Privacy Policy

1. Who we are

SecurelyFax (“SecurelyFax”, “we”, “us”) is an online fax service operated at securelyfax.com. This Privacy Policy explains what information we collect, how we use it, who we share it with, how long we keep it, and your choices.

2. Information we collect

• Account information: email, password hash (Argon2), name (if provided), and billing tier.
• Fax content: the documents you send and receive, and the metadata around them (sender/recipient numbers, timestamps, page counts, delivery status).
• Payment information: handled by Stripe (web), Apple App Store (iOS), or Google Play (Android). We never see your full card number; we receive only the last four digits, brand, and a tokenized customer ID (web), or a store transaction ID (mobile).
• Telephony metadata: provided by our carrier (Telnyx) — call disposition, duration, error codes.
• Technical data: IP address, user-agent, request timestamps. Used for security, abuse prevention, and audit logs.
• Mobile device data: when you install our iOS or Android app we receive your device push token (used to deliver push notifications when a fax arrives) and a RevenueCat customer identifier of the form mobile-<your user id> used to map App Store / Google Play purchases back to your SecurelyFax account. We do not collect your location, contacts, HealthKit data, advertising identifier, or any analytics/tracking signals on mobile.
• Cookies: a single first-party session cookie (sid) plus a CSRF cookie. See our Cookie Policy.

3. How we use information

• To deliver the fax service you requested.
• To bill, prevent fraud, and meet our tax / accounting obligations.
• To respond to support requests and operate the platform (rate limiting, abuse mitigation).
• To meet legal, regulatory, and HIPAA obligations where applicable.
• To send transactional emails required to deliver the service: fax delivery confirmations, failed-send notices, password resets, two-factor codes, billing receipts, support ticket replies, and security notifications. You cannot opt out of transactional emails while your account is active — they are part of the service.
• To send marketing emails (product updates, offers, and occasional cross-promotion of other apps developed by SecurelyFax) — but only if you opted in. Marketing emails are off by default and require an explicit checkbox at signup or in Settings → Email preferences.

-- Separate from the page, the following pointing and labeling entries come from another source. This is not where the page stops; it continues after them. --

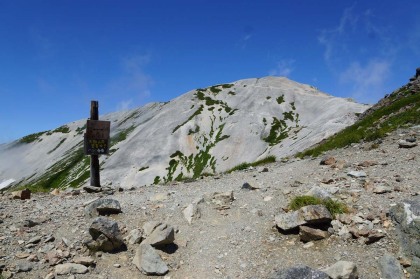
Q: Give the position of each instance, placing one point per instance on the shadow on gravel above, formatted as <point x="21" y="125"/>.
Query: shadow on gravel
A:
<point x="168" y="248"/>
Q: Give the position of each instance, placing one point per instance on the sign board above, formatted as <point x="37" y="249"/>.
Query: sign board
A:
<point x="97" y="137"/>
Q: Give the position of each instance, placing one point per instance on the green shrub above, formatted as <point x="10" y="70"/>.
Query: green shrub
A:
<point x="244" y="165"/>
<point x="334" y="207"/>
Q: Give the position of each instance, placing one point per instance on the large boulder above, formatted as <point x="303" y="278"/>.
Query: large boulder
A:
<point x="21" y="195"/>
<point x="299" y="272"/>
<point x="148" y="261"/>
<point x="390" y="267"/>
<point x="103" y="207"/>
<point x="307" y="215"/>
<point x="106" y="236"/>
<point x="406" y="216"/>
<point x="158" y="233"/>
<point x="342" y="270"/>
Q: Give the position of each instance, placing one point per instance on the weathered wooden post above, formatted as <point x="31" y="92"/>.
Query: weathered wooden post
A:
<point x="96" y="141"/>
<point x="94" y="159"/>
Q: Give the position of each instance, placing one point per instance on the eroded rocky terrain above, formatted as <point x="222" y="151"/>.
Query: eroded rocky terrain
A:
<point x="228" y="235"/>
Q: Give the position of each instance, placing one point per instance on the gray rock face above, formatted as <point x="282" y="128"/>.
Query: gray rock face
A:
<point x="191" y="213"/>
<point x="103" y="207"/>
<point x="311" y="214"/>
<point x="406" y="216"/>
<point x="299" y="272"/>
<point x="134" y="237"/>
<point x="307" y="234"/>
<point x="105" y="234"/>
<point x="390" y="268"/>
<point x="148" y="261"/>
<point x="158" y="233"/>
<point x="222" y="199"/>
<point x="342" y="270"/>
<point x="70" y="268"/>
<point x="406" y="144"/>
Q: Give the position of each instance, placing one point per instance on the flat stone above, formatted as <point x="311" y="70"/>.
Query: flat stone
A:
<point x="357" y="174"/>
<point x="191" y="213"/>
<point x="148" y="261"/>
<point x="83" y="260"/>
<point x="390" y="267"/>
<point x="311" y="214"/>
<point x="161" y="235"/>
<point x="70" y="268"/>
<point x="342" y="270"/>
<point x="299" y="272"/>
<point x="105" y="234"/>
<point x="21" y="195"/>
<point x="92" y="189"/>
<point x="103" y="207"/>
<point x="307" y="234"/>
<point x="406" y="144"/>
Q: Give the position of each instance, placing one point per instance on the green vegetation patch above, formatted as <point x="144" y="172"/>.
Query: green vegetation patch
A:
<point x="244" y="166"/>
<point x="334" y="207"/>
<point x="401" y="112"/>
<point x="62" y="129"/>
<point x="31" y="138"/>
<point x="72" y="170"/>
<point x="280" y="99"/>
<point x="58" y="145"/>
<point x="122" y="135"/>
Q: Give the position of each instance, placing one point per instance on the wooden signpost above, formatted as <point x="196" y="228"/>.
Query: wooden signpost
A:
<point x="96" y="141"/>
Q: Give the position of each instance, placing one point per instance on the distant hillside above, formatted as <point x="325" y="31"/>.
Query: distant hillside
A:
<point x="204" y="131"/>
<point x="401" y="108"/>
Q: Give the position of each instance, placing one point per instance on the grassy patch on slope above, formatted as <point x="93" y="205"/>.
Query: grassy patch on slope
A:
<point x="402" y="112"/>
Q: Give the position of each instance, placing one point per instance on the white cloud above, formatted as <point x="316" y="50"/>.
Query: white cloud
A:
<point x="284" y="68"/>
<point x="124" y="105"/>
<point x="367" y="81"/>
<point x="134" y="83"/>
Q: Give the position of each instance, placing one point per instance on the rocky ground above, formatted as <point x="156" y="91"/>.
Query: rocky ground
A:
<point x="228" y="237"/>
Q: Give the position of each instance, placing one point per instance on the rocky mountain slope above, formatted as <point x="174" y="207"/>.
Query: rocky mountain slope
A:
<point x="203" y="131"/>
<point x="242" y="224"/>
<point x="227" y="226"/>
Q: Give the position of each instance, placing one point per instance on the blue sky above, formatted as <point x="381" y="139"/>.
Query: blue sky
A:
<point x="56" y="56"/>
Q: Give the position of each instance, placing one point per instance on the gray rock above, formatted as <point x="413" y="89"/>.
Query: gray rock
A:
<point x="318" y="192"/>
<point x="160" y="235"/>
<point x="23" y="267"/>
<point x="92" y="189"/>
<point x="406" y="216"/>
<point x="34" y="240"/>
<point x="222" y="199"/>
<point x="21" y="195"/>
<point x="134" y="237"/>
<point x="390" y="267"/>
<point x="299" y="272"/>
<point x="342" y="270"/>
<point x="105" y="234"/>
<point x="406" y="144"/>
<point x="381" y="189"/>
<point x="86" y="261"/>
<point x="70" y="268"/>
<point x="103" y="207"/>
<point x="357" y="174"/>
<point x="191" y="212"/>
<point x="307" y="234"/>
<point x="148" y="261"/>
<point x="311" y="214"/>
<point x="247" y="186"/>
<point x="328" y="160"/>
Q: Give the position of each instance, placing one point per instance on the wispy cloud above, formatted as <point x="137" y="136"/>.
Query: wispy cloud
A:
<point x="134" y="84"/>
<point x="361" y="66"/>
<point x="367" y="81"/>
<point x="284" y="68"/>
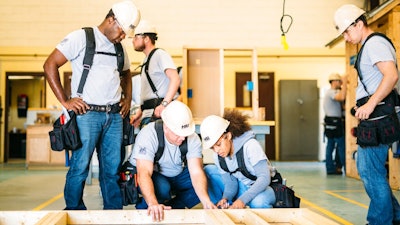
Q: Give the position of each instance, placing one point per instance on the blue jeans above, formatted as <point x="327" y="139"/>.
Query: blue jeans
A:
<point x="166" y="187"/>
<point x="383" y="208"/>
<point x="264" y="199"/>
<point x="339" y="143"/>
<point x="102" y="131"/>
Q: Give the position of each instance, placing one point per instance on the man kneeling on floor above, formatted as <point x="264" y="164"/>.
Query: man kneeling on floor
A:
<point x="164" y="173"/>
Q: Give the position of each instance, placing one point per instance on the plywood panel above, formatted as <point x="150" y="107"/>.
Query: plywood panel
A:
<point x="301" y="216"/>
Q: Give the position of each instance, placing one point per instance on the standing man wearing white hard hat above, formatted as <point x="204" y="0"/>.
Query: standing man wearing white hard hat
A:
<point x="159" y="77"/>
<point x="334" y="124"/>
<point x="375" y="108"/>
<point x="100" y="107"/>
<point x="227" y="136"/>
<point x="158" y="181"/>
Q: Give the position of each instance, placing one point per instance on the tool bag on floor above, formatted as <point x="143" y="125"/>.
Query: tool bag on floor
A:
<point x="285" y="197"/>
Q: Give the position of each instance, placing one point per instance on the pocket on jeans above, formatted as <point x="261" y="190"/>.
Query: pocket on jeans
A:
<point x="367" y="134"/>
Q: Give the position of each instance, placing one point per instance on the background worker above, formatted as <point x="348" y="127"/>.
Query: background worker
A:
<point x="334" y="123"/>
<point x="97" y="127"/>
<point x="158" y="180"/>
<point x="226" y="136"/>
<point x="161" y="71"/>
<point x="376" y="101"/>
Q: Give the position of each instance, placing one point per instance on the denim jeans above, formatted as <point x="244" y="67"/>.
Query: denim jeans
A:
<point x="384" y="207"/>
<point x="166" y="187"/>
<point x="339" y="143"/>
<point x="264" y="199"/>
<point x="102" y="131"/>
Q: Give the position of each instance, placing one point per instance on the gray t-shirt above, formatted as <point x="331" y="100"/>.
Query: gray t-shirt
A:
<point x="376" y="49"/>
<point x="146" y="146"/>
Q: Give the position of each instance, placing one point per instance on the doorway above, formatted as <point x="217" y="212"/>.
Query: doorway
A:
<point x="23" y="90"/>
<point x="266" y="97"/>
<point x="299" y="123"/>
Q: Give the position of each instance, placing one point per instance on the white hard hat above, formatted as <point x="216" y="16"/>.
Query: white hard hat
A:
<point x="127" y="15"/>
<point x="178" y="118"/>
<point x="145" y="27"/>
<point x="335" y="76"/>
<point x="345" y="16"/>
<point x="211" y="129"/>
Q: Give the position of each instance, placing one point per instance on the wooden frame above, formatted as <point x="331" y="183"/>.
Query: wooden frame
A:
<point x="299" y="216"/>
<point x="385" y="21"/>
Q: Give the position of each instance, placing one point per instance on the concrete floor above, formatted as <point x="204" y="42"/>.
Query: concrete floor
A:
<point x="337" y="197"/>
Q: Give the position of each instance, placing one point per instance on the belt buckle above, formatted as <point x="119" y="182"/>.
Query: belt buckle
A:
<point x="108" y="108"/>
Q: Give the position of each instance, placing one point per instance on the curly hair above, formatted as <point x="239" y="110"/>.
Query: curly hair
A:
<point x="238" y="122"/>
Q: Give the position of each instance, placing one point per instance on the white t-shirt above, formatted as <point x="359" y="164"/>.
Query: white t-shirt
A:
<point x="159" y="62"/>
<point x="146" y="146"/>
<point x="103" y="82"/>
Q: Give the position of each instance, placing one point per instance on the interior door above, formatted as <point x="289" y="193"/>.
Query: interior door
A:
<point x="298" y="101"/>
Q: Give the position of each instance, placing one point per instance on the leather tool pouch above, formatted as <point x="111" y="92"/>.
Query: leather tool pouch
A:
<point x="382" y="131"/>
<point x="151" y="103"/>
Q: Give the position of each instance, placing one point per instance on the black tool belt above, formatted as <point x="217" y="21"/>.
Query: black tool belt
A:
<point x="385" y="107"/>
<point x="151" y="103"/>
<point x="105" y="108"/>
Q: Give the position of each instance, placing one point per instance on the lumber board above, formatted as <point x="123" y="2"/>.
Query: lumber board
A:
<point x="301" y="216"/>
<point x="217" y="217"/>
<point x="54" y="218"/>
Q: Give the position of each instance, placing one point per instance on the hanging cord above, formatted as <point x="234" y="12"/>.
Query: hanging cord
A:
<point x="283" y="35"/>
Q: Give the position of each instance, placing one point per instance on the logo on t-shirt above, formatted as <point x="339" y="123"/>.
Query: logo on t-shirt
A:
<point x="142" y="151"/>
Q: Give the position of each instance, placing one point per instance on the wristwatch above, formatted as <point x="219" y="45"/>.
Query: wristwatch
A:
<point x="164" y="103"/>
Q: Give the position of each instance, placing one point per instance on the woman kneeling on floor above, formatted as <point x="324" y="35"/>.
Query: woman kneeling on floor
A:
<point x="230" y="185"/>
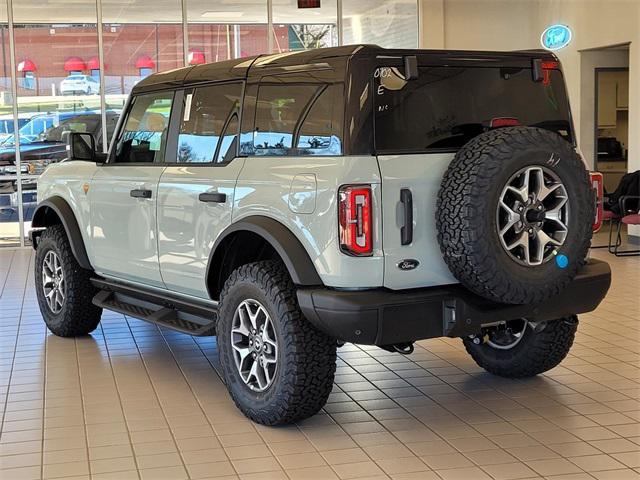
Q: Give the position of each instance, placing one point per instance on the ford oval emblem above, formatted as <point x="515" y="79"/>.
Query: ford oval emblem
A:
<point x="408" y="264"/>
<point x="556" y="37"/>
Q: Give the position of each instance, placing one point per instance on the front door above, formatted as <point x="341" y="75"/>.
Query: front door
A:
<point x="196" y="190"/>
<point x="124" y="193"/>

We do not sell your personal information. We do not share your personal information with third parties for their marketing or advertising. We do not use the contents of your faxes for advertising, model training, or any purpose other than delivering and storing them on your behalf.

3b. Marketing email choices (CAN-SPAM, GDPR, CASL)

• Opt-in is express. We never pre-check the marketing checkbox; you must affirmatively select it at signup or toggle it on in Settings → Email preferences.
• We record consent. When you opt in we stamp the timestamp and the IP address you opted in from so we can prove consent if a regulator asks.
• One-click unsubscribe. Every marketing email contains a one-click https://securelyfax.com/unsubscribe/<token> link in the footer. Clicking it revokes consent immediately and works without signing in.
• Granular control. Settings → Email preferences lets you turn marketing off (and back on) without touching your transactional email delivery.
• What "marketing" means here. Product updates, pricing announcements, new feature notices, occasional promotional offers for SecurelyFax and other applications developed by the same SecurelyFax team. Marketing emails are sent by SecurelyFax to SecurelyFax customers. We do not share your email with any other developer, advertiser, broker, or third party.
• What "marketing" does not mean. Fax delivery confirmations, fax failure notices, billing receipts, password resets, 2FA codes, security alerts, and support replies are transactional, not marketing — they continue regardless of your marketing preference because they're part of operating your account.
• Other apps. If we cross-promote another mobile or web app developed by the SecurelyFax team, the email is still sent by us, with our return address and our unsubscribe link. Your contact data is not shared with the other app; you remain a SecurelyFax customer and the cross-promo is just a marketing message about our own portfolio.
• EU / UK / Canada users. Where GDPR or CASL applies, marketing emails are sent only on the legal basis of your express, freely-given, specific, informed consent. Withdrawing consent does not affect the lawfulness of processing performed before the withdrawal.

3a. AI and automated processing

When the AI-assist features are enabled on your account, the first few pages of an inbound fax (and, for the cover-sheet suggestion feature, the first pages of an outbound document) are sent to Amazon Bedrock (operated by AWS in our existing sub-processor relationship) for automated classification, short-summary generation, and field extraction. The output is stored on the fax record so you can see it on the fax detail screen.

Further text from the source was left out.